Em uma manhã após aquela semana meu tio disse que,
breve, viria alguém avaliar o apartamento. Um dos donos – ou ele, ou a tia
ainda viva, ou os filhos dos falecidos, ou uma certa prima – quer vender o
apartamento.
- Coisa que nunca conseguimos antes, mas quem sabe
agora... Sua mãe está com alzaime. E nem ela nem a falecida moram mais aí.
O silêncio é uma nuvem no céu.
Vida após a morte?
Sim, o dinheiro fala mais alto que a solidariedade
além de nada daqui ir para o Todo.
Não, a solidariedade é muda além de nada daqui ir
para o Nada.
Lutar?
Naquela mesma tarde uma de minhas primas me falou:
- Estou pensando muito no Henrique. Tem quantos anos
que ele morreu? Eu gostava muito dele e coloquei o nome dele numa missa na
Catedral.
- Henrique faleceu em dezoito de agosto de dois mil e
um.
- Pouco mais de um mês para o aniversário dele...
Enquanto continua a falar penso nas unhas compridas e
pontiagudas dos dedos das mãos de meu irmão.
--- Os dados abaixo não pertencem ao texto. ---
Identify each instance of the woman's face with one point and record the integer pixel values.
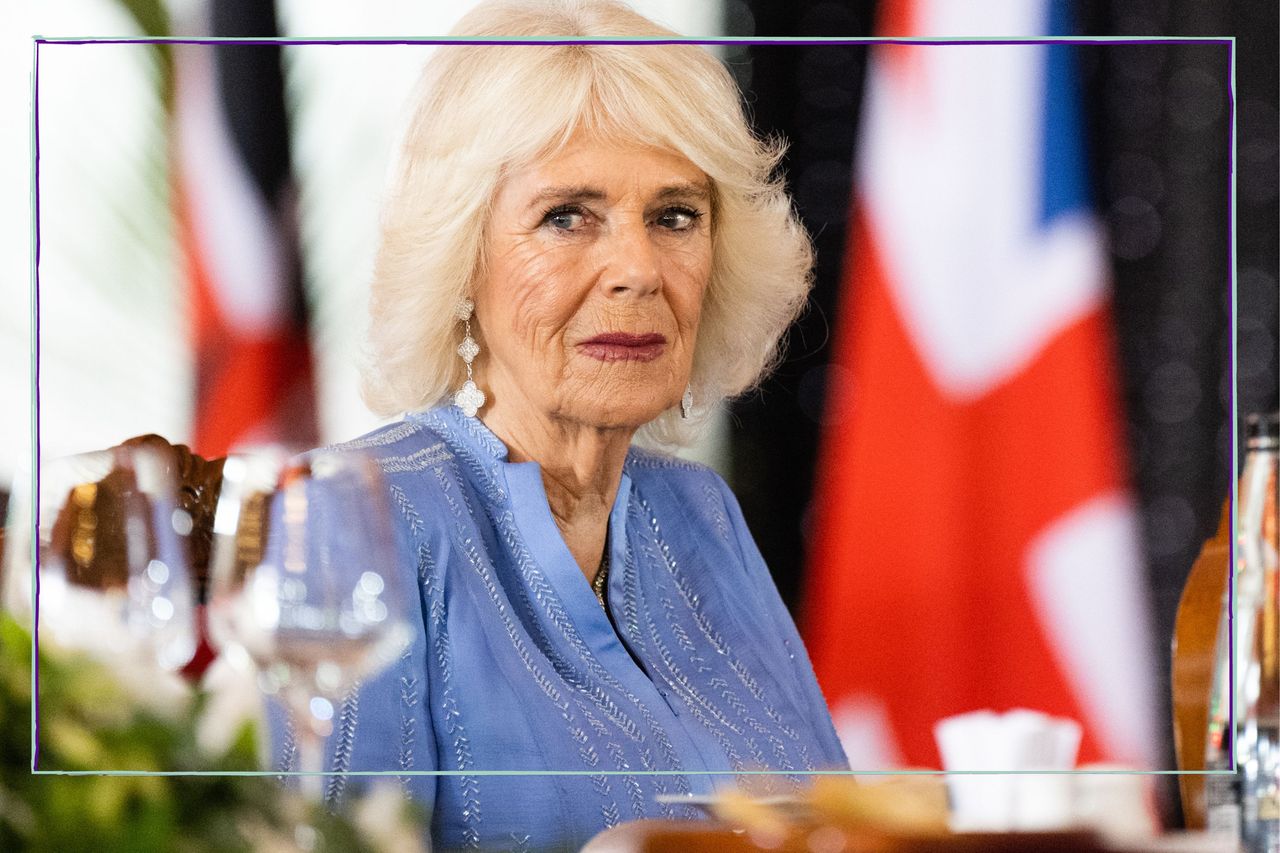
(598, 261)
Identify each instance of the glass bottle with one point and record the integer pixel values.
(1244, 803)
(1258, 729)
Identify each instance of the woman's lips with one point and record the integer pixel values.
(621, 346)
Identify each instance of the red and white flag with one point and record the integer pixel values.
(232, 190)
(976, 542)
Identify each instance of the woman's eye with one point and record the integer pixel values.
(679, 218)
(565, 218)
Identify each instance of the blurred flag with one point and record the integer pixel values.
(233, 190)
(976, 544)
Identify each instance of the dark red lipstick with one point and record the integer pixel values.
(622, 346)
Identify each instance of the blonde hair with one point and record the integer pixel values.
(484, 110)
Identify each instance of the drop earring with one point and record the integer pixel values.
(469, 397)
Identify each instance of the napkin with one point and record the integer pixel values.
(1013, 766)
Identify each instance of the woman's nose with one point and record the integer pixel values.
(631, 263)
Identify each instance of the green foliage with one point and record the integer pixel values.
(88, 723)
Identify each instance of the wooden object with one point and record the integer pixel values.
(97, 560)
(1192, 670)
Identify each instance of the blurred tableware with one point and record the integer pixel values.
(305, 583)
(114, 576)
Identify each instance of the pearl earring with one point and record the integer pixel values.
(469, 397)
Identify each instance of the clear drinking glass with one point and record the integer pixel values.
(304, 580)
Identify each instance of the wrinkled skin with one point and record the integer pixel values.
(599, 238)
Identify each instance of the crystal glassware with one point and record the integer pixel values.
(305, 582)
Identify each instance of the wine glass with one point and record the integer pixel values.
(114, 575)
(305, 582)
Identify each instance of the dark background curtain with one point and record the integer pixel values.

Nos buraquinhos fechados, mas
nunca cicatrizados em seu pulso esquerdo. Ferimentos em um pedaço de pele
escura e enrugada na pele clara do braço de meu irmão ainda jovem apesar de
mais velho que eu.
Seus olhos abertos observavam quem os observava.
Todos tentaram fechar seus olhos incômodos. Só eu consegui.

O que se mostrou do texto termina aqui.